One of the most important indicators of biodiversity in ecosystems is plant species richness. This 
indicator can be measured in hyperspectral images considering the Spectral Variation Hypothesis (SVH) 
proposed in [1], SVH states that spectral heterogeneity is related to spatial heterogeneity and thus to 
species richness. Subsequent efforts to validate SVH can be found in [2,3]. This paper aims to capture 
spectral heterogeneity by means of hierarchical agglomerative clustering and then use the result for 
prediction of plant species richness. The information of heterogeneity can be used to compute 
entropies like Shannon, Gini-Simpson or Renyi among others [4]; in this study, Shannon entropy is 
chosen, given that it is commonly used in biodiversity. There are other studies that try to capture plant 
diversity starting from spectral heterogeneity as in [5,6], these studies estimate the spectral variability 
using the radius of hyperspectral clusters, this variability is related to the alpha diversity [4], a measure 
of the biological diversity of a particular community, habitat or sampling unit. 

The main contribution of this paper is the focus on proportional abundances that entropy indexes 
can capture which are more meaningful than species richness alone. It also evaluates the use of 
hierarchical clustering to assess biodiversity and the use of spectral unmixing to improve results. 

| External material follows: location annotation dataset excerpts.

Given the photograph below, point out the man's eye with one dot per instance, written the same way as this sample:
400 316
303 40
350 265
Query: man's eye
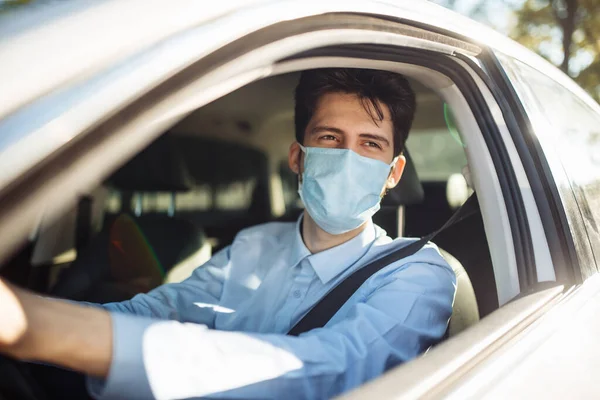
328 137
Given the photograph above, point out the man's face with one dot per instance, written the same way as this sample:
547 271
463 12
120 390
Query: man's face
341 121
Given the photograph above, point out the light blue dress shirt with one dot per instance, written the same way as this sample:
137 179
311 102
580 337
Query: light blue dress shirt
222 332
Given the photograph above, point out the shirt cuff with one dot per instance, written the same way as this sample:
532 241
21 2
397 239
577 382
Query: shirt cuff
127 377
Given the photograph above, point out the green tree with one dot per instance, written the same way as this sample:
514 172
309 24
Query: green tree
575 24
566 32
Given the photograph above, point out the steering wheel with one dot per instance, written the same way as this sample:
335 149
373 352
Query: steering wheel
16 381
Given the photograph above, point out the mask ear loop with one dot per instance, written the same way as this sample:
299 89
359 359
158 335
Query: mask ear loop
392 166
300 166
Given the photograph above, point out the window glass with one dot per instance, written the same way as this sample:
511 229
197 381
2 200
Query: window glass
568 129
235 196
436 154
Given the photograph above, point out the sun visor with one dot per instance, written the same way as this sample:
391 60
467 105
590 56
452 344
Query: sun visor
408 191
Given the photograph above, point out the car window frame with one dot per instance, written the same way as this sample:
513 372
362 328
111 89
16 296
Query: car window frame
561 190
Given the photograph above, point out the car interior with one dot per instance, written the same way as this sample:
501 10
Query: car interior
224 168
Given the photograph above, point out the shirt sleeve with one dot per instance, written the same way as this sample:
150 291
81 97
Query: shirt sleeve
194 298
393 323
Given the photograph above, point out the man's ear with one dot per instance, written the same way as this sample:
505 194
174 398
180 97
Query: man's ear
294 157
396 174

This paper is organized as follows: Section 2 gives a brief theoretical background. Section 3 
explains the methodology used to process hyperspectral imagery. Section 4 explains the details of 
experiments and gives the results. Section 5 discusses the experimental results. Section 6 presents 
the conclusions. 

2. Theoretical Background 

2.1. Hierarchical Clustering 

The goal of Hierarchical Clustering is to build a hierarchy of clusters, a cluster tree. There are two 
main approaches to build a hierarchy of clusters: Agglomerative and divisive. The former approach is 
used in this work. Hierarchical Agglomerative Clustering (HAC) is a "bottom up" approach in which, 
at first, each observation constitutes its own cluster; then, pairs of clusters are merged successively, 
generating the hierarchy, until there is just one cluster left. HAC needs two concepts to carry out the 
process: a metric (distance) and a linkage [7]. The metric measures the dissimilarity between pairs of 
observations. The linkage measures the dissimilarity between clusters as a function of the pairwise 
distances of observations in compared clusters. HAC can work directly with the dissimilarity matrix, a 
representation just in terms of dissimilarity between pairs of objects. The dissimilarity matrix is an nxn 
matrix D, where n is the number of observations. An entry d y in D represents the dissimilarity between 
the zth and jth observations. In subsequent sections the notation used considers x or y as individual 
observations, more specifically, pixels; and X or Y as groups (clusters) of pixels.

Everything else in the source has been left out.